Intermezzo – eine Kurzgeschichte von Sarah Keschke

Intermezzo ist im Kurs „Kreatives Schreiben“ entstanden. Für die Aufgabe gab es eine Reihe von Wörtern, die in eine Geschichte eingebaut werden sollten. Zwei dieser Wörter – Leguan und vespern – bereiteten mir zunächst einiges Kopfzerbrechen. Was in aller Welt sollte ich damit bloß anfangen?! Dann jedoch formten sich erste Ideen für ein Handlungsgerüst in meinem Kopf, und plötzlich ließ sich alles wunderbar verwursten.

Sarah Keschke kommt aus Deutschland und lebt seit vielen Jahren in Schottland

Intermezzo

Intermezzo

Corinna steuerte ihren Wagen die Landstraße entlang.
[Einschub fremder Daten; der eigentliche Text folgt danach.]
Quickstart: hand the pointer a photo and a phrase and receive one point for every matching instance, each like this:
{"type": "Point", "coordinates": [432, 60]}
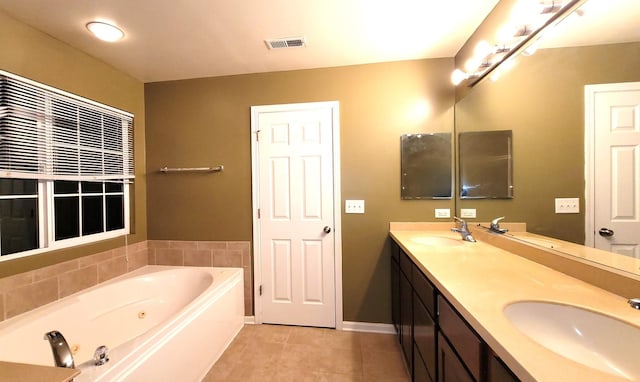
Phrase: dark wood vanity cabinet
{"type": "Point", "coordinates": [437, 343]}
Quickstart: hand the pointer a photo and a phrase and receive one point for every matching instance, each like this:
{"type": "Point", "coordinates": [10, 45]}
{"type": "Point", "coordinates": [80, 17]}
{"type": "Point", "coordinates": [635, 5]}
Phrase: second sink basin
{"type": "Point", "coordinates": [595, 340]}
{"type": "Point", "coordinates": [437, 241]}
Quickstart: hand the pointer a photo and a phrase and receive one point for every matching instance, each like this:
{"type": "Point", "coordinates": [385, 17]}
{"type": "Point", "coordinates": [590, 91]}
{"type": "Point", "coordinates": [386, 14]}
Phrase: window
{"type": "Point", "coordinates": [65, 168]}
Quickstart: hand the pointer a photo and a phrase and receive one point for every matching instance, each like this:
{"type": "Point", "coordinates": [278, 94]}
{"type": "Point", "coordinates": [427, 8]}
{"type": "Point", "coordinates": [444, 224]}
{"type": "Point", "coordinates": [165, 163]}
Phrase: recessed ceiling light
{"type": "Point", "coordinates": [105, 31]}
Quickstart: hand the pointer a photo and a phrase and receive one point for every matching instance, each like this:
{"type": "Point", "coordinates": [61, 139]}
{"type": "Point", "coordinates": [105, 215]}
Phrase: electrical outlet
{"type": "Point", "coordinates": [442, 213]}
{"type": "Point", "coordinates": [467, 213]}
{"type": "Point", "coordinates": [567, 205]}
{"type": "Point", "coordinates": [354, 206]}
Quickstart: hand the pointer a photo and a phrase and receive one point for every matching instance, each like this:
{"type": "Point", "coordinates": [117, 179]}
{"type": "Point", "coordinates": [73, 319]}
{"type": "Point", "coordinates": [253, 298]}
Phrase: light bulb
{"type": "Point", "coordinates": [458, 76]}
{"type": "Point", "coordinates": [105, 31]}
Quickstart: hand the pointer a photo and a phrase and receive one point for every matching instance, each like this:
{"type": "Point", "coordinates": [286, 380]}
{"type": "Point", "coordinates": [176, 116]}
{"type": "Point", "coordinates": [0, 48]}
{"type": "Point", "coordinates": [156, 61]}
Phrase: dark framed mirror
{"type": "Point", "coordinates": [426, 166]}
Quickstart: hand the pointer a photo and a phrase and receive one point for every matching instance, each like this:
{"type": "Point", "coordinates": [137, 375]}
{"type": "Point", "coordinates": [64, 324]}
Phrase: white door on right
{"type": "Point", "coordinates": [614, 110]}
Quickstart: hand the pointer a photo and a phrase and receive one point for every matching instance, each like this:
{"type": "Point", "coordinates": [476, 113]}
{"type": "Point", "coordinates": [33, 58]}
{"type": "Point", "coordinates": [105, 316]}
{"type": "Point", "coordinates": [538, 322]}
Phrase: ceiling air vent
{"type": "Point", "coordinates": [291, 42]}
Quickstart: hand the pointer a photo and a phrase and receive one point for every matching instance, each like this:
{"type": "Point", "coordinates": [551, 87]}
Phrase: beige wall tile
{"type": "Point", "coordinates": [158, 243]}
{"type": "Point", "coordinates": [137, 259]}
{"type": "Point", "coordinates": [112, 268]}
{"type": "Point", "coordinates": [15, 281]}
{"type": "Point", "coordinates": [169, 256]}
{"type": "Point", "coordinates": [94, 259]}
{"type": "Point", "coordinates": [151, 256]}
{"type": "Point", "coordinates": [212, 245]}
{"type": "Point", "coordinates": [226, 258]}
{"type": "Point", "coordinates": [183, 244]}
{"type": "Point", "coordinates": [198, 257]}
{"type": "Point", "coordinates": [75, 281]}
{"type": "Point", "coordinates": [30, 296]}
{"type": "Point", "coordinates": [54, 270]}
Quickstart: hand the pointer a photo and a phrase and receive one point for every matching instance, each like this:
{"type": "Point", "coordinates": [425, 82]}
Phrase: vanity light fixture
{"type": "Point", "coordinates": [105, 31]}
{"type": "Point", "coordinates": [528, 22]}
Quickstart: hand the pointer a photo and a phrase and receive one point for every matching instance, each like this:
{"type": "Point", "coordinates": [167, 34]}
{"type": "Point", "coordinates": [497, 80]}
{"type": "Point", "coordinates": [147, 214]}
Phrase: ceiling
{"type": "Point", "coordinates": [171, 40]}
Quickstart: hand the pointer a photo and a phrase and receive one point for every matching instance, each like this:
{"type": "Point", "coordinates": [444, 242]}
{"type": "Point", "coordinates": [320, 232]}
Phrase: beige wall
{"type": "Point", "coordinates": [204, 122]}
{"type": "Point", "coordinates": [542, 101]}
{"type": "Point", "coordinates": [37, 56]}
Bis zum Wochenendhaus waren es noch etwa zwanzig Minuten. Eigentlich hatte sie überhaupt keine Zeit, das Wochenende dort zu verschwenden. Sie musste noch dringend zwei Klassensätze Mathearbeiten korrigieren; ihre Planungen für die nächste Woche standen auch noch an. Vor dem Einbruch der Kälte sollte sie aber im Wochenendhaus wenigstens noch einmal nach dem Rechten sehen. Na ja, zumindest hatte sie ihre Arbeit hinten im Auto liegen. Vielleicht würde sie trotzdem noch einiges erledigen. Sie seufzte. Die viele Arbeit und der Stress im Beruf wurden einfach nicht weniger. Sie hatte gehofft, dass mit etwas mehr Routine alles besser zu schaffen sein würde. Nun war sie siebenunddreißig Jahre alt, hatte ein knappes Jahrzehnt im Job hinter sich, und es änderte sich nichts. Die Arbeit erschien ihr wie Kaugummi an den Fingern – je mehr sie versuchte, sie loszuwerden, umso mehr blieb sie an ihr kleben. Sie hatte nie das Gefühl, „fertig“ zu sein. Immer fand sich noch etwas, das schon seit Langem darauf wartete, erledigt zu werden. Es war, als ob die Arbeit sich unter ihren Händen vermehrte. Die Instandhaltung des Wochenendhauses kam noch als zusätzliche Belastung hinzu.